Bug 7545 - Fwd: having ~/.ccache on NFS makes 'gcc --version' take 30 seconds
Summary: Fwd: having ~/.ccache on NFS makes 'gcc --version' take 30 seconds
Status: CLOSED FIXED
Alias: None
Product: ccache
Classification: Unclassified
Component: ccache (show other bugs)
Version: 3.0pre1
Hardware: Other Linux
: P3 normal
Target Milestone: 3.1
Assignee: Joel Rosdahl
QA Contact: Joel Rosdahl
URL:
Keywords:
Depends on:
Blocks:
 
Reported: 2010-07-03 07:25 UTC by Ville Skyttä
Modified: 2010-09-16 12:40 UTC (History)
0 users

See Also:


Attachments

Note You need to log in before you can comment on or make changes to this bug.
Description Ville Skyttä 2010-07-03 07:25:44 UTC
Forwarding bug report from Red Hat Bugzilla:
https://bugzilla.redhat.com/show_bug.cgi?id=610853

---

Description of problem:
I had my home directory (and thus ~/.ccache) mounted on an NFS share, to share
it between machines.  I was then running the autoconf testsuite with high
parallelism (number of active cores + 2), and noticed that I was having windows
of processor utilization dropping to nearly 0%, with tests taking a LOONG time
to complete.  Upon investigation, I noticed that when the tests were sluggish,
'time gcc --version' would take 30 seconds.

Version-Release number of selected component (if applicable):
$ rpm -q gcc ccache
gcc-4.4.4-10.fc14.x86_64
ccache-3.0-0.2.pre1.fc14.x86_64

How reproducible:
very

Steps to Reproduce:
1. Point ~/.ccache to an NFSv3 mount.
2. git clone git://git.sv.gnu.org/autoconf.git
3. cd autoconf
4. autoreconf -vfi
5. make
6. make check TESTSUITEFLAGS=-j$(($(nproc) + 2))
7. monitor processor utilization during the exercise

Actual results:
During sequences where multiple processes are trying to use gcc at once (around
test 250 or so in the autoconf testsuite), I noticed that processor utilization
was severely dropping, and tests were taking forever to complete. 
Investigating partial test output to date showed that tests were getting stuck
on 'gcc --version', and I was able to reproduce this in another console, with
'time gcc --version' showing 30 seconds of elapsed time.

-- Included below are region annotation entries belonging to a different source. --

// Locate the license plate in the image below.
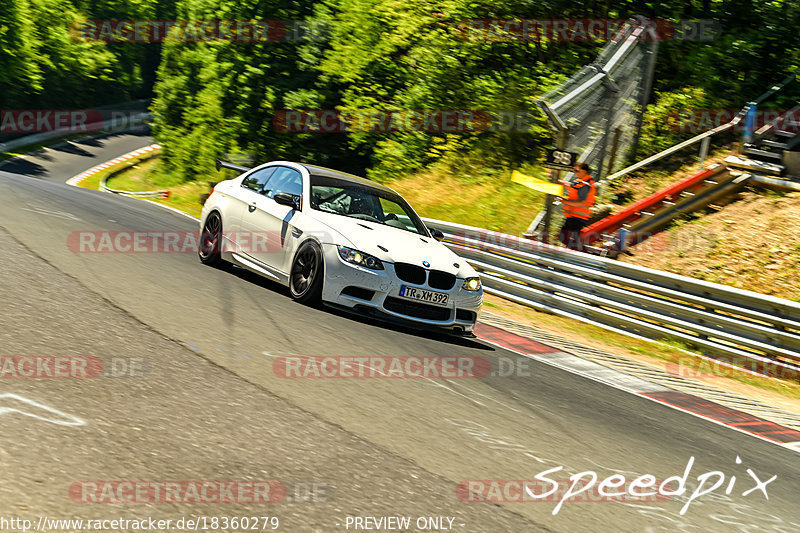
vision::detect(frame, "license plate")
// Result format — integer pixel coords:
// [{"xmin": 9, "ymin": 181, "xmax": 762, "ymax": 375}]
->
[{"xmin": 400, "ymin": 285, "xmax": 450, "ymax": 307}]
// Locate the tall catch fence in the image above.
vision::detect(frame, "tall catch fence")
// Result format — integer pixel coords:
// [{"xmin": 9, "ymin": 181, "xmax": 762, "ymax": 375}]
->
[{"xmin": 527, "ymin": 18, "xmax": 658, "ymax": 234}]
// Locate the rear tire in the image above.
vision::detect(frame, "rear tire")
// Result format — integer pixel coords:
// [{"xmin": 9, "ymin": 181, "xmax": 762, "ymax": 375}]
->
[
  {"xmin": 197, "ymin": 211, "xmax": 227, "ymax": 268},
  {"xmin": 289, "ymin": 241, "xmax": 324, "ymax": 304}
]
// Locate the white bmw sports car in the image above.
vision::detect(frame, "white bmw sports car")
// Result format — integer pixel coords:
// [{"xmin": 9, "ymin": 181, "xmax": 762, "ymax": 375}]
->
[{"xmin": 199, "ymin": 161, "xmax": 483, "ymax": 333}]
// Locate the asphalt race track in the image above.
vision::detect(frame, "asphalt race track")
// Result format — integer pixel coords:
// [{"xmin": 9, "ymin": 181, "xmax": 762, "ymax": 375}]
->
[{"xmin": 0, "ymin": 135, "xmax": 800, "ymax": 533}]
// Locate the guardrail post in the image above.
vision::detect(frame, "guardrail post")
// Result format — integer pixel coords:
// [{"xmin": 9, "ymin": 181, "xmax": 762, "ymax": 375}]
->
[{"xmin": 700, "ymin": 137, "xmax": 711, "ymax": 167}]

Using both strace and ltrace showed that a slow 'gcc --version' was invariably
getting stuck on fcntl() call in this portion of the process:
open("/home/remote/eblake/.ccache/stats", O_RDWR) = 4
fcntl(4, F_SETLKW, {type=F_WRLCK, whence=SEEK_SET, start=0, len=1}) = 0

In other words, the act of trying to lock ~/.ccache/stats is causing lock
contention over NFS, which results in long timeouts for things to serialize
correctly, and as a result, ccache performance was needlessly suffering.

Expected results:
Testsuite should complete within a few minutes, with nearly 100% processor
utilization on all cores during the test.

File locking should NOT cause such a severe performance degradation,
particularly for something as trivial as 'gcc --version'.  Furthermore, using
fcntl for file locking is inherently broken:
http://0pointer.de/blog/projects/locking.html
If ccache needs locking, it should use alternatives such as atomic mkdir() or
symlink() calls, rather than fcntl() locking, particularly if ~/.ccache is not
a local drive.

Additional info:
I was able to work around the issue by relocating ~/.ccache to be a symlink to
a local directory, at which point NFS locking speed no longer interferes, and
my autoconf testsuite completed faster.
Comment 1 Joel Rosdahl 2010-08-01 10:56:07 UTC
ccache 3.1 will contain two changes to tackle the problem:

1. Update one of the 16 $CCACHE_DIR/[0-9a-f]/stats files for things like "gcc --version" in one of the 16 subdirectories (selected pseudo-randomly) instead of $CCACHE_DIR/stats. This will reduce lock contention.

2. As suggested, use symlinks for locking instead of POSIX locks.
Comment 2 Joel Rosdahl 2010-09-06 12:13:33 UTC
Implemented and will be in ccache 3.1.